Emotional Friends | Nicola Kollmann Data Portfolio & Blog

This article dives into the world of an all-time favorite series of mine - Friends.

via GIPHY

Friends Wikipedia:

Friends is an American television sitcom, created by David Crane and Marta Kauffman, which aired on NBC from September 22, 1994, to May 6, 2004, lasting ten seasons. With an ensemble cast starring Jennifer Aniston, Courteney Cox, Lisa Kudrow, Matt LeBlanc, Matthew Perry and David Schwimmer, the show revolves around six friends in their 20s and 30s who live in Manhattan, New York City. The series was produced by Bright/Kauffman/Crane Productions, in association with Warner Bros. Television. The original executive producers were Kevin S. Bright, Kauffman, and Crane.

The dataset I will be analyzing comes from the friends R package for the Friends transcripts and additional information. The friends package can be installed from CRAN with install.packages("friends"). h/t to Emil Hvitfeldt for aggregating, packaging and sharing this data with us! I learned about the existence of this awesome dataset thanks to the TidyTuesday project.

TidyTuesday

Join the R4DS Online Learning Community in the weekly #TidyTuesday event! Every week we post a raw dataset, a chart or article related to that dataset, and ask you to explore the data. While the dataset will be “tamed”, it will not always be tidy! As such you might need to apply various R for Data Science techniques to wrangle the data into a true tidy format. The goal of TidyTuesday is to apply your R skills, get feedback, explore other’s work, and connect with the greater #RStats community! As such we encourage everyone of all skills to participate!

Setup

Let’s start with the basic setup for my analysis. Here I just load the tidytuesdayR package for downloading the data as efficiently as possible.

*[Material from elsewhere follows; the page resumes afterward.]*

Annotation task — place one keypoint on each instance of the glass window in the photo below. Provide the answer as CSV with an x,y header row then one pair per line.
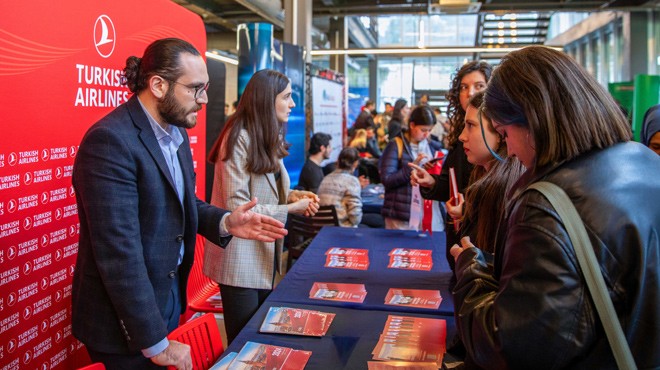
x,y
608,56
595,58
425,30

# setup the file and load the necessary packages

knitr::opts_chunk$set(echo = TRUE)

library(tidytuesdayR)

# load the data from the TidyTuesdayR package
friends <- tt_load('2020-09-08')
## 
##  Downloading file 1 of 3: `friends.csv`
##  Downloading file 2 of 3: `friends_info.csv`
##  Downloading file 3 of 3: `friends_emotions.csv`
library(tidyverse)
library(scales)
library(glue)
theme_set(theme_light())

Quality over time

I briefly mentioned already that the series is an all-time favorite of mine, but that is, of course, just my personal taste. Also, it can be very difficult to keep up the quality of a series for 10 seasons. Thus, let’s have look at the information we got to answer the question: how did viewership and IMDb ratings evolve over time?

# Graph ratings over time
 
ratings <- friends$friends_info %>%
  select(-directed_by, -written_by, -us_views_millions) %>%
  mutate(episode_title = glue("{ season }.{ episode } { title }"), episode_title = fct_reorder(episode_title, season + .001 * episode)) %>%
  ggplot(aes(as.integer(episode_title), imdb_rating)) +
  geom_line() +
  geom_point(aes(color = factor(season), 
                 text = paste(title,
                              '<br>IMDb rating:', imdb_rating))) +
  labs(title = "IMDb Ratings Over Time",
       x = "Episode number", 
       y = "IMDb Rating",
       color = "Season")

# Make the plots interactive with Plotly
library(plotly)
ratings <- ggplotly(ratings, tooltip = "text", dynamicTicks = TRUE)

ratings

Looking at the plot above, we can see that the general quality of the series did not decline over time. The ratings are exceptionally high across all episodes, with the lowest rated episode being “The One with the Invitation” (7.2). Well, maybe the person responsible for the rating was as big of a fan as I am and in reality no one was watching the series anymore towards its end. Let’s find out.

# Graph views over time

views <- friends$friends_info %>%
  select(-directed_by, -written_by, -imdb_rating) %>%
  mutate(episode_title = glue("{ season }.{ episode } { title }"), episode_title = fct_reorder(episode_title, season + .001 * episode)) %>%
  ggplot(aes(as.integer(episode_title), us_views_millions)) +
  geom_line() +
  geom_point(aes(color = factor(season), 
                 text = paste(title,
                              '<br>Views (millions):', us_views_millions))) +
  labs(title = "Viewership Over Time",
       x = "Episode number",
       y = "US views (millions)",
       color = "Season") 

# Make the plots interactive with Plotly
library(plotly)
views <- ggplotly(views, tooltip = "text", dynamicTicks = TRUE)

views

Even though it is possible to identify a negative trend in viewership from season 2 to season 7 - with “The One with the Vows” as the low point - the series excited more than 15 million US viewers in every episode. The spikes in the total views for “The One After the Superbowl” and “The Last One” are due to the fact that these episodes aired as double features. In sum, I think it is fair to say that the series was a great success!

via GIPHY

Who talks the most?

# combine all the available tables into one
friends_emotions <- left_join(friends$friends_emotions, friends$friends)
friends_emotions_info <- left_join(friends_emotions, friends$friends_info)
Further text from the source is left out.